Only a teeny bit sarcastic.
“We were just talking about some pretty big stuff, and we nearly got killed in a fight,” Rose said.
“Sure. I get it. I’ll bug you another time.”
She hopped to her feet, rubbing at her legs and rear end where she had been sitting on the cold stairs.
Before she could go, I called out, “Maggie.”
She turned.
“You have an implement? Familiar? Demesnes?”
“Yes, no and no.”
“Can I see?”
She bent down, reached into her boot, and withdrew a small knife in a sheath.
When she pulled it free, though, I saw it wasn’t a knife.
The little dagger had a funny blade, wavy. It looked more decorative than useful.
“What is it?” I asked.
“Kriss-style athame.
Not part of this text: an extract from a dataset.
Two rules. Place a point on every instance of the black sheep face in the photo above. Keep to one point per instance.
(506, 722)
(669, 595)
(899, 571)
It’s used a lot in Wicca, but that’s more because this one guy was a blade aficionado. I like it more for its roots as a sacrificial blade.”
“You do much sacrificing?” Rose asked.
“Nah. But I like the old stuff, the mysteries, the biblical stories about God as a deity of sacrifice and blood. It resonated with me.”
“That’s not reassuring,” I said.
“I’m not the reassuring type,” Maggie said. “Why do you need reassuring, anyway?”
“I was thinking-” I started. Then I stopped. I didn’t quite have the wherewithal to say everything that needed to be said. To outline the key points, to make sure we were careful.
“You want to invite her inside?” Rose asked.
I felt a measure of gratitude.
“Yeah. But I need you to do the wording thing.”
“Do you agree to do us and our property no harm?”
“Heck yeah.”
“You enter with no ill will in your heart?”
“I’m loving the old-school wording. You guys are inviting me inside and maybe giving me a peek at something new? You’re my new best friends. No negative intentions to speak of. No cunning, hostility, tricks, traps, lies, deceptions, distractions, violence or any of that intended.”
“You’ll take nothing of ours unless you have express permission, and take nothing you learn inside these walls to our enemies?”
“Heck with those guys, your secrets are yours, and I’m not stupid enough to tank my karma by betraying hospitality and stealing. No, if you need me to actually say it, I won’t steal and I won’t tell anyone.”
“You accept that this invitation is this one time only?”
“I accept. Except I gotta leave in, like, twenty minutes. School. I kind of promised the dads, and they know about this magic stuff, even if they aren’t into it, and they aren’t above squeezing promises out of me.”
Rose had gone silent.
“Alright then,” I said. “The house is getting cold with the door open like this. Come on in.”
Maggie practically skipped in her hurry to come indoors. The door shut heavily behind her.